An Analysis of Model Robustness across Concurrent Distribution Shifts
Myeongho Jeon, Suhwan Choi, Hyoje Lee, Teresa Yeo
TL;DR
The work addresses robustness under complex, concurrent distribution shifts (ConDS) by introducing an attribute-driven evaluation framework that combines multiple UniDS types (SC, LDD, UDS) across multi-attribute datasets. It conducts an extensive study of 26 algorithms over 168 source–target pairs drawn from synthetic and real-world datasets, revealing that ConDS typically worsen performance relative to UniDS, yet improvements on one DS often generalize to others. A key finding is that heuristic data augmentations and pretraining consistently bolster robustness, while large foundation models in zero-shot settings are highly sensitive to prompts and underperform on real-world DSs.
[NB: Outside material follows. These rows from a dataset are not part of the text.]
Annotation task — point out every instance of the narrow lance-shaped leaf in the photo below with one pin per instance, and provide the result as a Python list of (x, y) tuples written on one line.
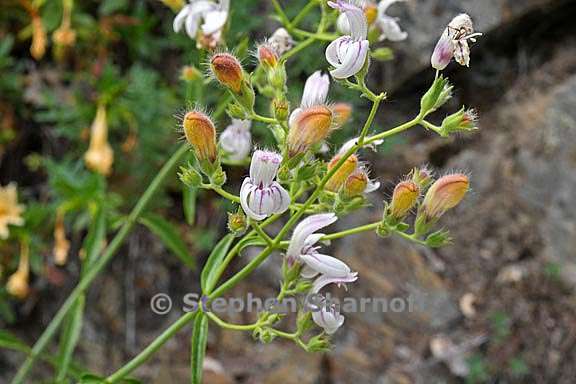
[(169, 235), (198, 348), (208, 276), (189, 201), (69, 338)]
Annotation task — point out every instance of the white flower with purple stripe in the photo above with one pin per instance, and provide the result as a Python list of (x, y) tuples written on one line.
[(302, 249), (347, 54), (236, 140), (260, 195), (207, 15), (315, 93)]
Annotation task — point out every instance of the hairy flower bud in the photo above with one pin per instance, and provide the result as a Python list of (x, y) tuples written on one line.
[(404, 198), (422, 177), (461, 121), (447, 192), (339, 178), (267, 56), (342, 113), (227, 70), (280, 108), (237, 222), (355, 184), (308, 127), (201, 134)]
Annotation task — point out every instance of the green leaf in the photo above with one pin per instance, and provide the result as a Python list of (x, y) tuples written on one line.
[(189, 201), (208, 276), (168, 234), (198, 350), (69, 337)]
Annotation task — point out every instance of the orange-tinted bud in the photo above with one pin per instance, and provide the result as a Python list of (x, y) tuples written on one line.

The framework and results offer a practical path toward more reliable deployment, with implications for designing robust systems under realistic, multi-faceted distribution shifts.
Abstract
Machine learning models, meticulously optimized for source data, often fail to predict target data when faced with distribution shifts (DSs). Previous benchmarking studies, though extensive, have mainly focused on simple DSs. Recognizing that DSs often occur in more complex forms in real-world scenarios, we broadened our study to include multiple concurrent shifts, such as unseen domain shifts combined with spurious correlations. We evaluated 26 algorithms that range from simple heuristic augmentations to zero-shot inference using foundation models, across 168 source-target pairs from eight datasets. Our analysis of over 100K models reveals that (i) concurrent DSs typically worsen performance compared to a single shift, with certain exceptions, (ii) if a model improves generalization for one distribution shift, it tends to be effective for others, and (iii) heuristic data augmentations achieve the best overall performance on both synthetic and real-world datasets.